Consumer credit in the United States rose by $9.18 billion in October, missing the expected increase of $10.5 billion. This suggests that consumers are being more cautious when it comes to borrowing.

Currency Movements

The EUR/USD exchange rate stayed around 1.1650, influenced by US inflation and factors from the European Central Bank (ECB). The Canadian dollar gained strength after a positive labor report, while the Dow Jones Industrial Average rose as inflation slowed, increasing hopes for a rate cut.
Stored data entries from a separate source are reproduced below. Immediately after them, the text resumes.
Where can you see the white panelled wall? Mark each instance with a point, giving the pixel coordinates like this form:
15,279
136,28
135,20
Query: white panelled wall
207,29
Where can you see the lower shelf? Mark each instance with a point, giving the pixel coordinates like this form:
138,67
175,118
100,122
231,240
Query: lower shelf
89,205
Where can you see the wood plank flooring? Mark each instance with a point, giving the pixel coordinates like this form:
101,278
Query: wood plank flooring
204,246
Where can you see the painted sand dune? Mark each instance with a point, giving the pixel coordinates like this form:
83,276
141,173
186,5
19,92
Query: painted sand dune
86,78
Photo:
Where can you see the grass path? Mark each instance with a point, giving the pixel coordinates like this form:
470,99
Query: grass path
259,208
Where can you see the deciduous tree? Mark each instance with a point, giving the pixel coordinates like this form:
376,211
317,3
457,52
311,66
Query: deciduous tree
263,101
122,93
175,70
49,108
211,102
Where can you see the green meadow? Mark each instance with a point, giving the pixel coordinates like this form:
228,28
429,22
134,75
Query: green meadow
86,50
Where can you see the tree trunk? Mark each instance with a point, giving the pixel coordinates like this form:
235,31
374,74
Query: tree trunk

Gold started strong at $4,200 but later dipped as the dollar gained strength following stable PCE data. Expectations around Federal Reserve policy shifts are affecting market outlooks, including for cryptocurrencies like Bitcoin and Ethereum. Ripple is trading at $2.06 but continues to face challenges despite healthy inflows into XRP spot ETFs. In 2025, traders are encouraged to explore various brokers, paying attention to low spreads, leverage, and trading platforms to improve their trading strategies. The latest consumer credit report indicates a borrowing increase of $9.18 billion, which is below the expected $10.5 billion and suggests a cautious consumer base. This marks the third month in a row of slowing credit growth, a trend not seen since the economic instability of 2023. This decline strengthens the belief that the Federal Reserve may need to intervene to support the economy. With the Federal Reserve meeting set for December 10, market expectations are high, indicating more than a 90% chance of a 25-basis-point rate cut. This belief is further backed by recent data showing Core PCE inflation, the Fed’s preferred measure, has cooled to 2.4% year-over-year. The market is almost fully pricing in a rate cut, creating a tricky situation for the upcoming weeks.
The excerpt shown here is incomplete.